Throughout history, we’ve seen change and innovation emerge from periods of financial crisis and economic decline.
Just as the great financial crash of 2009 created an entire generation of “accidental entrepreneurs”, for example, so too new demographics of investors have entered the financial marketplace as a way of generating additional and more flexible income streams in the wake of the coronavirus.
But how exactly are Millennials and Generation Z members changing the face of trading across the globe? Let’s find out!
The Rise and Rise of Young Investors
The rise of young investors in the marketplace has been borne out by a number of statistics, including a recent survey conducted by GOBankingRates.
This found that a staggering 71.96% of respondents aged between 18 and 24 who are currently invested in the stock market had only got started within the previous six months, with this trend clearly driven by the potent meld of need and opportunity.
There’s no doubt that the coronavirus pandemic and subsequent lockdown measures have forced many people to lose their jobs, with unemployment rates up globally through 2020.
Even of those who have retained their jobs in the UK, some have been placed on the so-called “furlough scheme” and have been required to spend more and more time at home.
As a result, aspiring investors have discovered a far greater need to supplement their income through the financial markets, while also having more time and opportunity to research specific asset classes and create viable investment strategies.
At the same time, we’ve seen the rising prevalence of secure and accessible trading platforms, including mobile apps such as Robinhood.

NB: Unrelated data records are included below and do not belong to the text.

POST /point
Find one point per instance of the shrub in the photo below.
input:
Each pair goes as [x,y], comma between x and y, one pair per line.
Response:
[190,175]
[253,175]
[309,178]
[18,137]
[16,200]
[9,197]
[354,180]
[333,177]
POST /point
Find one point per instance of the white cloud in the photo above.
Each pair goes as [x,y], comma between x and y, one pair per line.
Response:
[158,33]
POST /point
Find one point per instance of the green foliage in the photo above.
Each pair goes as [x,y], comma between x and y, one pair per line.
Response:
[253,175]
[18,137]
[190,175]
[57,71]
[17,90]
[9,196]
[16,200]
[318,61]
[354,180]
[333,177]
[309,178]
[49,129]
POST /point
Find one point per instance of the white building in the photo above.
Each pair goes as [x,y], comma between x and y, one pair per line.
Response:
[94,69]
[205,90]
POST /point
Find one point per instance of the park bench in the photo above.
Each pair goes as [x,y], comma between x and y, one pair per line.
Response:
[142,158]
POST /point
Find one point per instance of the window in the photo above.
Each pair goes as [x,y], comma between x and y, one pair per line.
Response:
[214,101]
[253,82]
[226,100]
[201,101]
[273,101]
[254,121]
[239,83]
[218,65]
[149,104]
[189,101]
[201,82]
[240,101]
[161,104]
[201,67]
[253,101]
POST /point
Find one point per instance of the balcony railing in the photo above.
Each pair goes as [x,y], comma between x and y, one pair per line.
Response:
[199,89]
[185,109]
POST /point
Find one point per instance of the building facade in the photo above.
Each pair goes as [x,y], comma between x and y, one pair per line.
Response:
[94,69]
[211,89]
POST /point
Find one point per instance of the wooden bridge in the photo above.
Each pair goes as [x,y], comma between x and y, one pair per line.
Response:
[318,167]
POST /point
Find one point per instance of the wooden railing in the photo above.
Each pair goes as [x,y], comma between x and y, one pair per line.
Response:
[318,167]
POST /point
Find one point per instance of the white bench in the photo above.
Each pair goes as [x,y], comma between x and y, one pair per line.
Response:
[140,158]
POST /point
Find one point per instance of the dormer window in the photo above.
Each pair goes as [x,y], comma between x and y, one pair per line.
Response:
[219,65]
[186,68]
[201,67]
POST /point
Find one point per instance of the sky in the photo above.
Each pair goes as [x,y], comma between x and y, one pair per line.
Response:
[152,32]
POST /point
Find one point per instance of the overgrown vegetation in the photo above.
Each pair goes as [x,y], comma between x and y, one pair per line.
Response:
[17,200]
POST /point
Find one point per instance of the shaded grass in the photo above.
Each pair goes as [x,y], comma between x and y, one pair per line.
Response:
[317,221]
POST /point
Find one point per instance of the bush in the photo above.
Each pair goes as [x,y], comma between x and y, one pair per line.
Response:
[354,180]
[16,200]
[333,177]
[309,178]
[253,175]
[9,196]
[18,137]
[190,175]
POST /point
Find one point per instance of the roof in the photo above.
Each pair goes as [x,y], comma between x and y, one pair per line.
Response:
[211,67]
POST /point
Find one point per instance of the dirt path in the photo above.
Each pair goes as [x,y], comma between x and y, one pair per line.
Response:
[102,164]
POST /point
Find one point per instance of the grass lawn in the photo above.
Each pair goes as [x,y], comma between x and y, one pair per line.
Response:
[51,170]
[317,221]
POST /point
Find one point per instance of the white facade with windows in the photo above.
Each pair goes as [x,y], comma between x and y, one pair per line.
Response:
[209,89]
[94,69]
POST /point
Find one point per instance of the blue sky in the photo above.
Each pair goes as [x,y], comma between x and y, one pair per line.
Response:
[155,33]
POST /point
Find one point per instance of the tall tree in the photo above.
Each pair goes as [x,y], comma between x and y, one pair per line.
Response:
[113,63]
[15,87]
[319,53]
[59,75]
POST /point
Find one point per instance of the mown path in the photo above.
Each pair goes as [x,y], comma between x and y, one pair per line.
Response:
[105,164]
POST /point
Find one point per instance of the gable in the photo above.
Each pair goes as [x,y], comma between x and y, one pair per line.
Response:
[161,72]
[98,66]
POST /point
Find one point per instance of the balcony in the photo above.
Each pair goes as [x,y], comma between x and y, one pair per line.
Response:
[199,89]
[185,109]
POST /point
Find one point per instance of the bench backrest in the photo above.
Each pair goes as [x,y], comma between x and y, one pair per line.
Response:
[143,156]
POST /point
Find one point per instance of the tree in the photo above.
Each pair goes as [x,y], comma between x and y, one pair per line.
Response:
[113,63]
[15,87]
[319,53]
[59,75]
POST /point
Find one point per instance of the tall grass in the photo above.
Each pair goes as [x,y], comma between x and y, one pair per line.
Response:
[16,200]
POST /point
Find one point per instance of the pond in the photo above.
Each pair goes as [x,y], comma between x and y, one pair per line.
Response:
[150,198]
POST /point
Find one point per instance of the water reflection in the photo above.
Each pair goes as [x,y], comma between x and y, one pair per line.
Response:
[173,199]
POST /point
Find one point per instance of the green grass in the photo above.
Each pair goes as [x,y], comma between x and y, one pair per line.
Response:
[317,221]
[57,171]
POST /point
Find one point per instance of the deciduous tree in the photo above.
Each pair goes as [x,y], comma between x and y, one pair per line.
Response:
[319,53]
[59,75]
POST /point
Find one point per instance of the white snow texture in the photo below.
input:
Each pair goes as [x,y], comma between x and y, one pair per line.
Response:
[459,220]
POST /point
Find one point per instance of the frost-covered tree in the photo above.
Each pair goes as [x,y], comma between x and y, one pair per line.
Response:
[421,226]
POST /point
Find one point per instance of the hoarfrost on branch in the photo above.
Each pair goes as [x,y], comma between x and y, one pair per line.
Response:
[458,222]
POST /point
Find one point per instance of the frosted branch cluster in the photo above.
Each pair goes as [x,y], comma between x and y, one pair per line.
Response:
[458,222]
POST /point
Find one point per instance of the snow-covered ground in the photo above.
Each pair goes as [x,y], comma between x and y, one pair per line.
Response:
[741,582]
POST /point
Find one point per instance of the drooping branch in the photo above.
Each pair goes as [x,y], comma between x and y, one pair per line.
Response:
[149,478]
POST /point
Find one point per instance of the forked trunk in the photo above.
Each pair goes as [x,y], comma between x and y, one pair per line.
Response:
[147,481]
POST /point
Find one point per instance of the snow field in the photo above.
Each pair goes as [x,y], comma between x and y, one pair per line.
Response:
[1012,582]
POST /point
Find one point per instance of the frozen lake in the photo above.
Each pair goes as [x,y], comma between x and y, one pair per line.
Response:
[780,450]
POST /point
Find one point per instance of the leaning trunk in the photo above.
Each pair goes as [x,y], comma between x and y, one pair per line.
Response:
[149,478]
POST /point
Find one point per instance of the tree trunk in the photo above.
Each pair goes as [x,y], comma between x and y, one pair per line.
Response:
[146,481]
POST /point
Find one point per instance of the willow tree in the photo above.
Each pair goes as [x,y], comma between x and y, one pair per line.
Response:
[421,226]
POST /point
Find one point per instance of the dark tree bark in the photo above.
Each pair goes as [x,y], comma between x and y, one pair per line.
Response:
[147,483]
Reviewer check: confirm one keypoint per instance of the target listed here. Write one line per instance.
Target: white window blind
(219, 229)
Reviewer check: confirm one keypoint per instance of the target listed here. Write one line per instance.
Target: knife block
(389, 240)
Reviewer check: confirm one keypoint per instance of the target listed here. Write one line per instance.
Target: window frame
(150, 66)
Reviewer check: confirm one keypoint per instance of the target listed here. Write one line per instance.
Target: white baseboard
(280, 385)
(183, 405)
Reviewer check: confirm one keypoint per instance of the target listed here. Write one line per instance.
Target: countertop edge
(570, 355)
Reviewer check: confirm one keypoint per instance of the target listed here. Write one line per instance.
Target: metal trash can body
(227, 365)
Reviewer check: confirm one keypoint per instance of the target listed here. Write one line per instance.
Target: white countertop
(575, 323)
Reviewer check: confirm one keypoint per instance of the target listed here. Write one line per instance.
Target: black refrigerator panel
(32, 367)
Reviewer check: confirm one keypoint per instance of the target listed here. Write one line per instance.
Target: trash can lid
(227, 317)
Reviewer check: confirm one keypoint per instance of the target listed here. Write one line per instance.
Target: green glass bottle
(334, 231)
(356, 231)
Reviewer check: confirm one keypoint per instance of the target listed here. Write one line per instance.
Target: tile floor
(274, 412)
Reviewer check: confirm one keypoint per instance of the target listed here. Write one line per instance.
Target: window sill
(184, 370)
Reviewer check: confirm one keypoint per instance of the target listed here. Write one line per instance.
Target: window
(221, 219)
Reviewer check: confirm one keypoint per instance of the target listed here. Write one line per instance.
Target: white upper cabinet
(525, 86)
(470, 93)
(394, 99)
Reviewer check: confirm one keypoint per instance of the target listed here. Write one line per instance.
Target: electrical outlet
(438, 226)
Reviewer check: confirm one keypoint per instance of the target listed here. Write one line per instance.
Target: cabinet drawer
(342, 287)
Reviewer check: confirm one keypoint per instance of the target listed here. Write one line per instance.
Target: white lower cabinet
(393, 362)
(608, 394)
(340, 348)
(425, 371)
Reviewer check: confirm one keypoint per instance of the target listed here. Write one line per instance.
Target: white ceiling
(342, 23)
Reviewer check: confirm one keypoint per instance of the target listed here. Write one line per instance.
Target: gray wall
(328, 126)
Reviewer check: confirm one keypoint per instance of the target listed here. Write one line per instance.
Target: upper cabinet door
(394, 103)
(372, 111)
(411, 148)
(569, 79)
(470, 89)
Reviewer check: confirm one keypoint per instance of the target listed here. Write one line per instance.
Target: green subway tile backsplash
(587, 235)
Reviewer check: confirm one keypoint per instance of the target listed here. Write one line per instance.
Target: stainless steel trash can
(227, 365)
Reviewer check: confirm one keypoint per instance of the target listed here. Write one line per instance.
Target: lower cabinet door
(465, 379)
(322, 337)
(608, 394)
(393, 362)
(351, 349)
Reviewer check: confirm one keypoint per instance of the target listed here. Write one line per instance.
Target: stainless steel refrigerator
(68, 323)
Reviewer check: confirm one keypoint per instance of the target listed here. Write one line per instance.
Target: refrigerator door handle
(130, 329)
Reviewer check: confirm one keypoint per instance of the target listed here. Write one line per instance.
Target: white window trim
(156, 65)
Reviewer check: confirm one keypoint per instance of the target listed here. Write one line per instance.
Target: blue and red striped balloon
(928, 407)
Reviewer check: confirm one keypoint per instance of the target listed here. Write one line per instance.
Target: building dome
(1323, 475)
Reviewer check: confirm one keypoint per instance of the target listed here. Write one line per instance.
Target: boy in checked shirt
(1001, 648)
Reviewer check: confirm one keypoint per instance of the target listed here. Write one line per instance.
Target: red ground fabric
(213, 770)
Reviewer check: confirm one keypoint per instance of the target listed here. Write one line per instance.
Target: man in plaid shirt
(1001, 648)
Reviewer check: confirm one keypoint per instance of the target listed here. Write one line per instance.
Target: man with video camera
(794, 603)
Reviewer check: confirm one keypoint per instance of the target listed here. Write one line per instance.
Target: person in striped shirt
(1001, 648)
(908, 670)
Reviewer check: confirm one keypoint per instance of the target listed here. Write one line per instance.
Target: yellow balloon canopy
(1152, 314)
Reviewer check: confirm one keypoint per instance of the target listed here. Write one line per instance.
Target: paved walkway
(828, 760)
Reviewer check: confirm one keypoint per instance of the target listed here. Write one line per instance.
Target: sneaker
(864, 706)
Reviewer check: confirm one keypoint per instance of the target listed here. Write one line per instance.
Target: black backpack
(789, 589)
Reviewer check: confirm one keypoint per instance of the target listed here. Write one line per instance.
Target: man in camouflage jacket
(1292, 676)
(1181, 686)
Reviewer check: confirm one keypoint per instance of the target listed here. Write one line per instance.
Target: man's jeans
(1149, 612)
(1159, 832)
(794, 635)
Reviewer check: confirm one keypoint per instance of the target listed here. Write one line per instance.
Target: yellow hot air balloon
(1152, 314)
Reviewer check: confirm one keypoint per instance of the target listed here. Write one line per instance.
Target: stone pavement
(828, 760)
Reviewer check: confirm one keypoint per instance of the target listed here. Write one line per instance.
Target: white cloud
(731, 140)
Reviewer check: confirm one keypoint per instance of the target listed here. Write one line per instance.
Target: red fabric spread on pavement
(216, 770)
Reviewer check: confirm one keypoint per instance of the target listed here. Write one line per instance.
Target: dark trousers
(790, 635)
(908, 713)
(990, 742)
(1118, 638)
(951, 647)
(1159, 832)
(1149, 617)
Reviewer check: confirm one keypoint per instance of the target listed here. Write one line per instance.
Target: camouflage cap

This has equipped young and home-based investors with the opportunity to trade and execute orders in real-time, while also accessing insightful and real-time market analysis.
The Changing Trader Identity
Of course, it can be argued that the recent investment market trends have simply been accelerated by the coronavirus pandemic, rather than being a direct result of Covid-19 itself.
This is borne out by how much the average investor has changed since the turn of the century. For example, the stereotypical trader in 2005 was an Ivy League or Oxbridge-educated male, with this indicative of the institutional nature of financial trading that existed prior to the digital age.
Once again, the rise of online trading platforms has been key in this respect, creating more accessible markets that appeal to a broader base of part-time investors.
This has led to a dramatic decline in the average age of financial market traders, with this value having declined by between 10% and 15% globally since 2005. We’ve also seen a marked increase in the proportion of female traders, although this demographic remains in a significant minority when compared with their male counterparts.
The new demographic of traders (which largely comprises Millennials and Gen Zers) also operates differently fromtraditional investors, with the former much more hands-on and detail-oriented when it comes to selecting brokers, comparing commission rates and settling on bid/ask spreads.
They’re also more likely to consider alternative asset classes such as cryptocurrency, with between 50% and 75% of younger investors (in their 20s, 30 and early 40s) boasting one or more digital currencies in their portfolios.